For centuries, nomads have dropped down from the rocky hills around here to carve bricks of salt from an ancient lake and haul them away on the backs of camels.
But a new salt miner is trying his hand, and he may be a harbinger of what is to come.
"As a salt person, my first impression was why was all this salt just sitting here," said Daniel Sutton, an American salt miner who is overseeing a new $70 million operation to industrialize the collection of Djibouti's plentiful salt. "There's 50 square miles of salt. It runs 20 to 30 feet deep. This could be huge."
Djibouti is becoming the little country of big dreams. Hundreds of millions of dollars of overseas investment are pouring in, promising to turn this sleepy, sweltering ministate, which right now does not even have a stoplight, into something of an African trade center.

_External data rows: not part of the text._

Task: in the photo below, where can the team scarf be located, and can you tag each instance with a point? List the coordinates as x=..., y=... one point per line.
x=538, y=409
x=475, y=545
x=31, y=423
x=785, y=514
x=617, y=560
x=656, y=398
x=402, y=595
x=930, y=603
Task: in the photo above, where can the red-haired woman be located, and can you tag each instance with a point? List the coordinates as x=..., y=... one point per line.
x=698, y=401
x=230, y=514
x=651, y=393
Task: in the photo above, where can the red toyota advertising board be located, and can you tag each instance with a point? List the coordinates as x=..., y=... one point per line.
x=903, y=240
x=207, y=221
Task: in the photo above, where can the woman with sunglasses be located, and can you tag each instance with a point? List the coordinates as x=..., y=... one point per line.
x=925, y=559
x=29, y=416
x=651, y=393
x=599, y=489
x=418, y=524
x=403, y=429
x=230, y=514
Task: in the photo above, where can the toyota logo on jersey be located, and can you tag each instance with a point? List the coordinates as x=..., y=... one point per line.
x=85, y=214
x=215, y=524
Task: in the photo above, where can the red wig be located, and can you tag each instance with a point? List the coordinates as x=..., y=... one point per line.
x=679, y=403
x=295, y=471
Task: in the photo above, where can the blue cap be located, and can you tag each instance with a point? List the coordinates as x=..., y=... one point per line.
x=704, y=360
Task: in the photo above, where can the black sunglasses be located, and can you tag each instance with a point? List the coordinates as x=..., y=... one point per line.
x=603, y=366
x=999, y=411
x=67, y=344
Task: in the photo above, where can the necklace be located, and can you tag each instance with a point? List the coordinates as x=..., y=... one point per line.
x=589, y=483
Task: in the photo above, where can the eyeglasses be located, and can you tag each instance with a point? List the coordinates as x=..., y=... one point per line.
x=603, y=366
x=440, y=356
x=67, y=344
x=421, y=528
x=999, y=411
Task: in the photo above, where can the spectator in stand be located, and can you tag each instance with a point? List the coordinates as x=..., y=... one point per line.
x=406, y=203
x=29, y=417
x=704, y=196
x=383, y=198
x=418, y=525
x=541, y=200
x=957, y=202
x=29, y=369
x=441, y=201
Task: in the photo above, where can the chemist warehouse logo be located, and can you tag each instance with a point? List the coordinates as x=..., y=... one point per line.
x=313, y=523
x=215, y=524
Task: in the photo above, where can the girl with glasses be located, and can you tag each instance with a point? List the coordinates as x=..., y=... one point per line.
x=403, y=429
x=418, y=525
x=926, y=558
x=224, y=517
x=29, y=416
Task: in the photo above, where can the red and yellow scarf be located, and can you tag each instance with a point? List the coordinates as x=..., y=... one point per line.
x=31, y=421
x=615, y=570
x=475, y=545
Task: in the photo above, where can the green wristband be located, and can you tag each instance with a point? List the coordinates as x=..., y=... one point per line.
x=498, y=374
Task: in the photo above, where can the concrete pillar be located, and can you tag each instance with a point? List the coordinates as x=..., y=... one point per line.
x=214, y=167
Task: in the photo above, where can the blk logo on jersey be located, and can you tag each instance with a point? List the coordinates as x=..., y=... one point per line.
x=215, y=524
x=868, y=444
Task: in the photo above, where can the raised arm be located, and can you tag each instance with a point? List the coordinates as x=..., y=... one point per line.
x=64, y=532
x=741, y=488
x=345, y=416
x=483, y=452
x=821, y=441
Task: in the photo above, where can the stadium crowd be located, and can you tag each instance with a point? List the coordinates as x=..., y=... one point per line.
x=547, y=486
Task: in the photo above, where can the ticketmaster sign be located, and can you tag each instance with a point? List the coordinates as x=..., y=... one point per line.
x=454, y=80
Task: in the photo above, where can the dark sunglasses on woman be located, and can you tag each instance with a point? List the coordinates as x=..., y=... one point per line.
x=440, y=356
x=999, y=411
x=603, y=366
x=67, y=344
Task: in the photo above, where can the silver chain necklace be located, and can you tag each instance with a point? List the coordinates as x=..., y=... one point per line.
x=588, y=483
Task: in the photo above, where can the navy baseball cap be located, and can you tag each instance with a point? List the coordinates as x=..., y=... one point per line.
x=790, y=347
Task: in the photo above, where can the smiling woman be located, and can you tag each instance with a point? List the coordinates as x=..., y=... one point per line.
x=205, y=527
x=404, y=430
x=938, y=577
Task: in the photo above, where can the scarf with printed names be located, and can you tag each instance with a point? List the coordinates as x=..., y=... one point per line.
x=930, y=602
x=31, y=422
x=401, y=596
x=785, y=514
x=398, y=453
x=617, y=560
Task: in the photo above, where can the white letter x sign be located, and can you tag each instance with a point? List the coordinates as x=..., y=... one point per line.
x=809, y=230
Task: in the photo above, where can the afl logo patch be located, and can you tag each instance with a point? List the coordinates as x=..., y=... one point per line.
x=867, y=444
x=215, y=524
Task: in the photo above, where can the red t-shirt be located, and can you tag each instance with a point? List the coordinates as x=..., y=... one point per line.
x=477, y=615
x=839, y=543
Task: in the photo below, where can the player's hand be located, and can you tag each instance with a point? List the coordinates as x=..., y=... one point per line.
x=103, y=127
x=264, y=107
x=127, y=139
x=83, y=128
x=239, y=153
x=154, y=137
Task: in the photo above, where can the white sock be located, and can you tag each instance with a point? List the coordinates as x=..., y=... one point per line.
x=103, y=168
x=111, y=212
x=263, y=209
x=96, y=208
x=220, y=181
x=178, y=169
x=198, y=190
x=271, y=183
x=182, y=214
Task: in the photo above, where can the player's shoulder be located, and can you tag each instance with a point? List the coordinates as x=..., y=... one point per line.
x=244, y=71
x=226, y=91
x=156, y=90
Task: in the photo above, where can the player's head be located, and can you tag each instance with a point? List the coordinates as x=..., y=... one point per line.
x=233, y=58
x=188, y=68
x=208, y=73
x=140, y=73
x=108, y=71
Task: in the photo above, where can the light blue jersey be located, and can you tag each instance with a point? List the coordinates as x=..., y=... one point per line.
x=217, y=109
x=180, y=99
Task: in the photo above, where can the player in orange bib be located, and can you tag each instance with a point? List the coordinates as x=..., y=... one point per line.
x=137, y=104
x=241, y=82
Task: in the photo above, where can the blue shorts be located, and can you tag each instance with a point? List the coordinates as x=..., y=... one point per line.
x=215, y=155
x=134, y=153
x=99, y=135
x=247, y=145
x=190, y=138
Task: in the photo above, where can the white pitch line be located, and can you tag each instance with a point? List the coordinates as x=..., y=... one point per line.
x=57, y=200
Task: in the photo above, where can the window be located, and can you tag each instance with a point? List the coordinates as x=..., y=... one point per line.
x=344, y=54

There are gold miners from India, geothermal experts from Iceland, Turkish hotel managers, Saudi oil engineers, French bankers and American military contractors. Tycoons from Dubai are pumping in a billion dollars just on their own, largely for the country's all-important port, a gateway to the region. There is even a project on paper to build a multibillion-dollar, 28-kilometer, or 18-mile, bridge across the Red Sea, captained by Tarek bin Laden, the half-brother Osama bin Laden.
Djibouti does not have many people - around 700,000 - and few outsiders have heard of it. Its soil is mostly sand; it is unearthly hot, often more than 35 degrees Celsius (100 degrees Fahrenheit); and just about everything, from bottled water to rice to gasoline, is imported.
But the country's draw is it location. Djibouti sits at the mouth of the Red Sea, where Africa and Asia nearly touch. It overlooks some of the busiest shipping lanes in the world, especially for oil heading from the Gulf to Europe and the United States. And because of its strategic position, both France and the United States have military bases here.
Shipping is already big business in this country - and it is getting even bigger, with investors from Dubai hoping to expand the Port of Djibouti from a current capacity of 300,000 containers a year to three million. Dubai World, a large holding company, has also bought a controlling share in a local airline and built an industrial park, new roads and a $200 million, five-star hotel, with gurgling fountains and possibly the greenest lawn in the Horn of Africa.